If any of the requirements outlined in s 22 of the Surrogacy Act cannot be satisfied because, for example, the surrogacy arrangement is commercial, the court cannot make a parentage order. In such cases, the intended parents may seek a parenting order under the Family Law Act 1975 (Cth). While a parenting order may confer parental responsibility on the intended parents, it does not transfer parentage.
There have been a number of cases involving overseas commercial surrogacy arrangements where the Family Court has made parenting orders in favour of intended parents. For some examples see Fisher-Oakley v Kittur  FamCA 123, Ellison and Anor & Karnchanit  FamCA 602 or Dennis and Anor & Pradchaphet  FamCA 123.

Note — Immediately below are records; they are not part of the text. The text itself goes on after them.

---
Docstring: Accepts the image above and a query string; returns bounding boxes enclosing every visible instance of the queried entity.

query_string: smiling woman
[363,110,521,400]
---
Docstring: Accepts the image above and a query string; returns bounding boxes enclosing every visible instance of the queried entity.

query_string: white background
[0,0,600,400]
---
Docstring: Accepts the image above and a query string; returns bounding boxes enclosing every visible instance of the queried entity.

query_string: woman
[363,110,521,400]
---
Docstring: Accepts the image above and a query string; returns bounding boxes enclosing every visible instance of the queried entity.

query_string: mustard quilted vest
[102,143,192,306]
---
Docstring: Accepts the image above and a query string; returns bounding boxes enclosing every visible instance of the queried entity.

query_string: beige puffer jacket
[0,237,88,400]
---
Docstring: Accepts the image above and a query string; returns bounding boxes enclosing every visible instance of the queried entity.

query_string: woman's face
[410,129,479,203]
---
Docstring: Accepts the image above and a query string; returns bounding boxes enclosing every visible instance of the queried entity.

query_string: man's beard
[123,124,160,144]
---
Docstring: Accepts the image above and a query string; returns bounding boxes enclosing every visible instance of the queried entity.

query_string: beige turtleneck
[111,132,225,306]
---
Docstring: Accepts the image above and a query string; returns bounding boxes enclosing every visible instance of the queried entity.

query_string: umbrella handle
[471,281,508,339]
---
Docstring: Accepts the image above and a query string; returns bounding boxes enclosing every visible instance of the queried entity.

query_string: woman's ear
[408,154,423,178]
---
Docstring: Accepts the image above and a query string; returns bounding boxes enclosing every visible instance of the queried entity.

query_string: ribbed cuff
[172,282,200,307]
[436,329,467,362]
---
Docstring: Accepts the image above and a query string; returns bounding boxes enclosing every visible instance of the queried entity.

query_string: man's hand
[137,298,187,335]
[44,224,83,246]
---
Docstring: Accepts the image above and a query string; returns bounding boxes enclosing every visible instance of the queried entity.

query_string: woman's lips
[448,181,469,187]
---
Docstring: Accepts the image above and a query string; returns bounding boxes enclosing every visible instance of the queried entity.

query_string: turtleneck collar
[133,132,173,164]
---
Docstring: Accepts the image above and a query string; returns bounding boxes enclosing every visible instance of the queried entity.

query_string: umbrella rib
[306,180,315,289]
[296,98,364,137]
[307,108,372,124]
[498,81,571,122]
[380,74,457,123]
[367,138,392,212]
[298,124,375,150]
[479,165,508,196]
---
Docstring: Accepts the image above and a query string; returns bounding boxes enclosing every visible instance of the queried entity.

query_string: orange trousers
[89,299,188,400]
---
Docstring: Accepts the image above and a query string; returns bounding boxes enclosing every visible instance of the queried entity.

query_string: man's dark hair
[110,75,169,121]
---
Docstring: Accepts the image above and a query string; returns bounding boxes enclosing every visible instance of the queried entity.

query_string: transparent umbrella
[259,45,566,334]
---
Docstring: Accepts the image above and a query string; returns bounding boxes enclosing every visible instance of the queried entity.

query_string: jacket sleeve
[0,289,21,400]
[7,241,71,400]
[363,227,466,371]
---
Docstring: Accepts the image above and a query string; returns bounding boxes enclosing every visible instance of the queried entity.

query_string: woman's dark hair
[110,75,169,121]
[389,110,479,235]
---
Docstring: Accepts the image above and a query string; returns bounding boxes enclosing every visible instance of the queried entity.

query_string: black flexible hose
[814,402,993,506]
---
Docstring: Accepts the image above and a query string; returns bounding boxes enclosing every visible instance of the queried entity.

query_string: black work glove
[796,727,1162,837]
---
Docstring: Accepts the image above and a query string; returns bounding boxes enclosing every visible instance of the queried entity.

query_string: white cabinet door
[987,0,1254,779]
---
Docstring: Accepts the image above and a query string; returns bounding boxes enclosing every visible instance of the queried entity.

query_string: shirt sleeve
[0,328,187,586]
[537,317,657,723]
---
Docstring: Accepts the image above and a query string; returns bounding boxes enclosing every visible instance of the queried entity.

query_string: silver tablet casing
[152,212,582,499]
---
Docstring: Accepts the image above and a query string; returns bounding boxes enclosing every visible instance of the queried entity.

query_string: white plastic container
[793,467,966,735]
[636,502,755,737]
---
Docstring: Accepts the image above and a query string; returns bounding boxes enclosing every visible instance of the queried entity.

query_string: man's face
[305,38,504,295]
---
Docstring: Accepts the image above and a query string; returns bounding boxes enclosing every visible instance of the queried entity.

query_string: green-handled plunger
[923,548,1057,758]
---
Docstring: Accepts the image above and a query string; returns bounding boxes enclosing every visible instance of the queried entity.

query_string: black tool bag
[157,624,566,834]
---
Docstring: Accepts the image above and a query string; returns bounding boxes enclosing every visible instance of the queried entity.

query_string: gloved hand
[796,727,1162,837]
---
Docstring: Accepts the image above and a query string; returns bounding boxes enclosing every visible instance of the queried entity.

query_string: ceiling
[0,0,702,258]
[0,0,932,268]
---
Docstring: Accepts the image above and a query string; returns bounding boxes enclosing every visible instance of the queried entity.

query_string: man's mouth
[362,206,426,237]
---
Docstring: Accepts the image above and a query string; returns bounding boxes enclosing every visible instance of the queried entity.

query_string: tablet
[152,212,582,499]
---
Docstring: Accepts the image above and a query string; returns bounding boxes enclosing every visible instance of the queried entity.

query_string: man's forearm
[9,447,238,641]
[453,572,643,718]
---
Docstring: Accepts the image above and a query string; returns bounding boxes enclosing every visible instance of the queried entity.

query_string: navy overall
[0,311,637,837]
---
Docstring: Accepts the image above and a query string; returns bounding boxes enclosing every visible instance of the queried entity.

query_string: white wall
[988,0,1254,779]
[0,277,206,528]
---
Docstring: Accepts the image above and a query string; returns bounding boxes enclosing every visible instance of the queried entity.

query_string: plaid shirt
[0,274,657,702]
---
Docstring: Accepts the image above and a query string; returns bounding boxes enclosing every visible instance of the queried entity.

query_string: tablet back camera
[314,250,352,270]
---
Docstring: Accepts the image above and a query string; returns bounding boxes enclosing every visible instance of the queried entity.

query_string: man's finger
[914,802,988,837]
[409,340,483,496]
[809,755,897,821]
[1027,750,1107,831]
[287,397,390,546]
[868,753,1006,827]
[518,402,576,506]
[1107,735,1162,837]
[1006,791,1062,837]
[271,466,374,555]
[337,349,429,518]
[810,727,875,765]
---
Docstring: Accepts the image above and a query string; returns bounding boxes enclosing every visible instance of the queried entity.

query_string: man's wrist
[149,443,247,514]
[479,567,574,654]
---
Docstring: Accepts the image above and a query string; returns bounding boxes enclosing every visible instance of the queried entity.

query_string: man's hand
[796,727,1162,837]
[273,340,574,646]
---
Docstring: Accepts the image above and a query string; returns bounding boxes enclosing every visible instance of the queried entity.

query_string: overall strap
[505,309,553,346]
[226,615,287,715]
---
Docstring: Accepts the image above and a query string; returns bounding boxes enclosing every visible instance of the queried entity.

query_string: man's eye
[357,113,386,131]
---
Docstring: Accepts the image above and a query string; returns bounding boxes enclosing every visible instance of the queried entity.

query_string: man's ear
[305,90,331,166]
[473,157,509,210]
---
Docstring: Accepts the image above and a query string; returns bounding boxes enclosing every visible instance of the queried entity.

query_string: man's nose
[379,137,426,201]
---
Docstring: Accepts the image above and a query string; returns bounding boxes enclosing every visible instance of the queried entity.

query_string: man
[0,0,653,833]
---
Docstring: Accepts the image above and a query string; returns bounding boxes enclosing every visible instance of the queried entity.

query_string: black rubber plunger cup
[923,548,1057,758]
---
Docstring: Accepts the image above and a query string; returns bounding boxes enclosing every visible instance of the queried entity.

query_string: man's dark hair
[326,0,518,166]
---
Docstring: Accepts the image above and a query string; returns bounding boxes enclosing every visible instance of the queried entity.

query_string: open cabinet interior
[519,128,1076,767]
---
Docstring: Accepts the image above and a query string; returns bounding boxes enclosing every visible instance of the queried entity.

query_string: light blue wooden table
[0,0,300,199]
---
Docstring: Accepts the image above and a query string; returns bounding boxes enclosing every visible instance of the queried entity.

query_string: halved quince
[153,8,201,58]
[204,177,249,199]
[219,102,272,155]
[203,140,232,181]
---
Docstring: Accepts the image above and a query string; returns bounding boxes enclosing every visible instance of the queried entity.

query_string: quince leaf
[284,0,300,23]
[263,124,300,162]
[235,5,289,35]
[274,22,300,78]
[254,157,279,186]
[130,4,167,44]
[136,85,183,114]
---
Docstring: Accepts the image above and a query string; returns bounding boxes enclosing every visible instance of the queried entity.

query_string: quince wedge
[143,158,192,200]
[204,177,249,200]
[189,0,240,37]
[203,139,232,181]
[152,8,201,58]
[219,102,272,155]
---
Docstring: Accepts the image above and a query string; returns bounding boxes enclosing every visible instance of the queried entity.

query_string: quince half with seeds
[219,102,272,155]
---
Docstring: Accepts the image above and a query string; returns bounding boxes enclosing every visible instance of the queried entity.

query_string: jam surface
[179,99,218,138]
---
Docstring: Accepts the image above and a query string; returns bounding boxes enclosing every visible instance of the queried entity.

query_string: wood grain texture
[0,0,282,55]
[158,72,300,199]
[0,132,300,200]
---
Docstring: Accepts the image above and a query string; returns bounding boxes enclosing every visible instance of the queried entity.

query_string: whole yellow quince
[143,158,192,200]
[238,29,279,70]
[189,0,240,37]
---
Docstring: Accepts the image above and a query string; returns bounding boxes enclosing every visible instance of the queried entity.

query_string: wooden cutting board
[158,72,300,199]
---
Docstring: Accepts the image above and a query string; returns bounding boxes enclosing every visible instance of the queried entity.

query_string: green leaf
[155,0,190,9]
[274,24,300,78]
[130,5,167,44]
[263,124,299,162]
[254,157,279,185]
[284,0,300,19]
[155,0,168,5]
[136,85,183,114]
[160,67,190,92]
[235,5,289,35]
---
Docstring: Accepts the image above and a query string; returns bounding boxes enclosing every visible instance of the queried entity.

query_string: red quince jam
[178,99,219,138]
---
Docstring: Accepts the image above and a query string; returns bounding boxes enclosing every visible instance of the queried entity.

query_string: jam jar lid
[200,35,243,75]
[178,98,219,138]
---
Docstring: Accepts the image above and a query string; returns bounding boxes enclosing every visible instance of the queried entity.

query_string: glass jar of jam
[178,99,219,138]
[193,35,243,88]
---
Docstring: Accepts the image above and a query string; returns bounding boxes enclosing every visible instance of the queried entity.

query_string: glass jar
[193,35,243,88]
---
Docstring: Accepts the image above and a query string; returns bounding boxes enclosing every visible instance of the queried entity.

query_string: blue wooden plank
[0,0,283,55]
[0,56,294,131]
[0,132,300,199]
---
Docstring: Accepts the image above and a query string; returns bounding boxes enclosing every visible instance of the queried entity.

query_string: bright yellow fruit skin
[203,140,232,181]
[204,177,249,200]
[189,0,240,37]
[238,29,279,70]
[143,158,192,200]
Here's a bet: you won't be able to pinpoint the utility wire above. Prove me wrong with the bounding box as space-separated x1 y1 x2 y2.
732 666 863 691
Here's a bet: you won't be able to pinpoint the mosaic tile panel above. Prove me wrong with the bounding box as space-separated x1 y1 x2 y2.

In Ellison and Anor & Karnchanit, the court made parental responsibility orders for twins born as a result of a commercial surrogacy arrangement in Thailand. The surrogacy arrangement was illegal under Queensland legislation at the time as it would be under the current legislation (s 56 Surrogacy Act). The applicant intended parents were potentially liable to prosecution and imprisonment for up to three years. The court had to balance the illegality of the commercial surrogacy arrangement and the welfare of the children which would not be met if their parents were imprisoned. In the course of her judgment, Her Honour Justice Ryan noted the potential emotional and psychological harm the applicants’ imprisonment would have upon the children. While the orders sought by the applicants were granted, the case illustrates the difficulties potentially faced by intended parents who enter into overseas commercial surrogacy arrangements and the competing interests the court must address.
The legislation provides that applications can be made for an order to discharge a parentage order if:
- the order was obtained by fraud, duress or other improper means
- any consent provided was not given or given for commercial gain (other than the birth mother’s surrogacy costs)
- there is an exceptional reason for a discharge order to be made (ch 3 pt 4 Surrogacy Act).